Kristen Lepionka painted on my radar with a column she wrote for CrimeReads, about women protagonists in crime fiction – more to the point, about queer women. Woman PI’s and cops aren’t the novelty they were forty years back, when Grafton and Sara Paretsky debuted, and the hard-boiled was getting legs with Tami Hoag and Patsy Cornwell, but Lepionka had something bigger in her sights: an increasing presence of women of color, and the fact that a good number of them are no longer straight.
It’s been a while since Joseph Hansen premiered his Dave Brandstetter books, and back then it seemed like Hansen had staked a claim on barren ground. At least, not too many other people followed his lead. Little by little, though, the goalposts have moved. Something similar happened in the science fiction community. Ursula Le Guin, James Tiptree, and Anne McCaffrey blew a hole in the prevailing gender mythology, along with Chip Delany, and the whole Doc Savage/Tarzan heroic construct came tumbling down.
This, naturally, led me to start reading Kristen Lepionka’s own mysteries. The Last Place You Look came out in 2017, What You Want to See a year later, The Stories You Tell the year after that, and Once You Go This Far in 2020. Cozy, they ain’t. They’re tough, and tough-minded. Roxane Weary, a dead cop’s daughter, has a private license and a buttload of attitude. She’s in fact something of a trainwreck. Her issues aren’t incidental, either. The stories are as much about how she navigates the world as they are about the cases she pursues. The tangles are both personal and professional. And there’s a lot of sex.

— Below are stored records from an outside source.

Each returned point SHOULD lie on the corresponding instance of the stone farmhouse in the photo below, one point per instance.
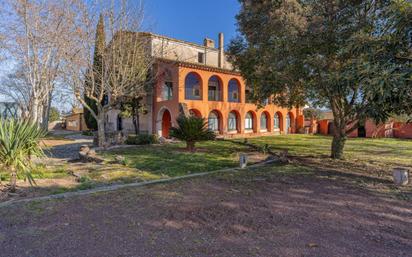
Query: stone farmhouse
(195, 79)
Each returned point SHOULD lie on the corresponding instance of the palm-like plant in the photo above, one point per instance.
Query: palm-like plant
(191, 130)
(19, 141)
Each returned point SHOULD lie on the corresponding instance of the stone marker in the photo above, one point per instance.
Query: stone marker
(401, 176)
(242, 161)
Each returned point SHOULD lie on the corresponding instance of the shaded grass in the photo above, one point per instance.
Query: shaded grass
(172, 159)
(382, 151)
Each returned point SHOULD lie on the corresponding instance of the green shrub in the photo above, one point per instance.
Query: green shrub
(19, 142)
(141, 139)
(88, 133)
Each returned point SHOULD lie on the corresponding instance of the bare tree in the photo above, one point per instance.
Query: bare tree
(15, 87)
(120, 70)
(36, 35)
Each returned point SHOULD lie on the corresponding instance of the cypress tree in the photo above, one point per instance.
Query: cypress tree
(100, 45)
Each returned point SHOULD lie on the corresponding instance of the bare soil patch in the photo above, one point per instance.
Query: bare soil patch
(278, 211)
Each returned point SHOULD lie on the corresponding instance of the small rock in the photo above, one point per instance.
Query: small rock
(312, 245)
(120, 159)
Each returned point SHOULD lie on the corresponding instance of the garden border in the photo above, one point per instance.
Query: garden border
(132, 185)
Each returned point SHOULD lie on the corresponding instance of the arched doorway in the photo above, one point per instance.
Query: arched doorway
(290, 123)
(166, 123)
(361, 131)
(287, 131)
(195, 112)
(331, 128)
(119, 123)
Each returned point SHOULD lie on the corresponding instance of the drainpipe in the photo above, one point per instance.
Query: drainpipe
(221, 51)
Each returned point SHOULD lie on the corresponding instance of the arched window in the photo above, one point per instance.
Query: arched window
(215, 89)
(192, 87)
(288, 123)
(232, 121)
(213, 121)
(167, 87)
(276, 120)
(249, 121)
(234, 95)
(119, 123)
(264, 121)
(249, 94)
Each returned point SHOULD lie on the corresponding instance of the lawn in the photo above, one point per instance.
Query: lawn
(173, 160)
(383, 151)
(277, 210)
(372, 157)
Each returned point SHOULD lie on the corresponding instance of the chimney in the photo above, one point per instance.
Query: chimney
(209, 43)
(221, 51)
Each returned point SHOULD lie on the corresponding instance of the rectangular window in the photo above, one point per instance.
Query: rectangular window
(196, 93)
(248, 123)
(168, 91)
(232, 124)
(201, 57)
(213, 124)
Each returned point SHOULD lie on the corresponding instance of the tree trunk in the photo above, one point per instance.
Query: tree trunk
(136, 116)
(34, 115)
(190, 146)
(46, 113)
(338, 143)
(101, 136)
(13, 180)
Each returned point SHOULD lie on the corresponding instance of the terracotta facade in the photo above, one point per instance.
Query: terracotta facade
(177, 72)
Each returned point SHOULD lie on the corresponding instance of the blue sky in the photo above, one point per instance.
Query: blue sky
(189, 20)
(192, 20)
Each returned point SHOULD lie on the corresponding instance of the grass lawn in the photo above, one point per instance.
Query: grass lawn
(383, 151)
(371, 157)
(173, 160)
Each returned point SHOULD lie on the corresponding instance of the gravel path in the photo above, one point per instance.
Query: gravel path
(248, 214)
(67, 149)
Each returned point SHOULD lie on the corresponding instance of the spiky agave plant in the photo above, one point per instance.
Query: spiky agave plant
(19, 142)
(191, 130)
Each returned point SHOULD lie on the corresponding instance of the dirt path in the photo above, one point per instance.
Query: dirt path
(250, 214)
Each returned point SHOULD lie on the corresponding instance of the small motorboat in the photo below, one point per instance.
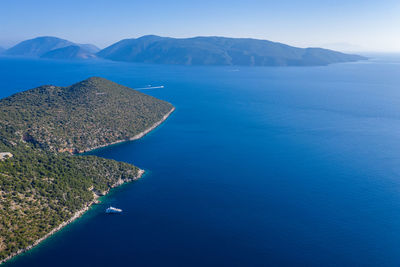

You may think you’ve visited this side of town before, but Roxane makes it unnervingly intimate. Her anger and her self-awareness are equally claustrophobic. It’s a burden. But it gives her an edge. She don’t know quit; she just keeps coming. This isn’t your Travis McGee knight in tarnished armor convention, either. Roxane keeps pushing because she’s basically so pissed off at her own life, and the way things shake out for people, that she won’t take no for an answer.
I’m making her sound unsympathetic, which isn’t true at all. Her strength is her transparency, and Roxane’s voice invites confidences – even if you’re not sure exactly how confident you are in her, you’re still pulling for her. The plots are dense, but there’s also a very specific density to Roxane’s approach to the canvas, her family, her unresolved past, the fabric of her community, hanging by a thread. I might not be giving you the flavor. The books have a muscular rhythm, and the asides are snappy and acerbic. There’s an underlying tension between what Roxane hears and observes, and what’s left unspoken. There are laugh-out-loud moments, and scary ones, too. I simply find myself enormously charmed. I really like this girl.
This is, I guess, the key. That you can take a complicated person, a character that’s not generic, somebody who doesn’t always make the right choices, and who sometimes can’t even get out of her own way, and reveal her as authentic, but still make her the fulcrum of a credible mystery. Roxane’s a good detective, and she comes by it honestly. She seems real to me. She’s not a collection of tics, or a literary device. That's a departure.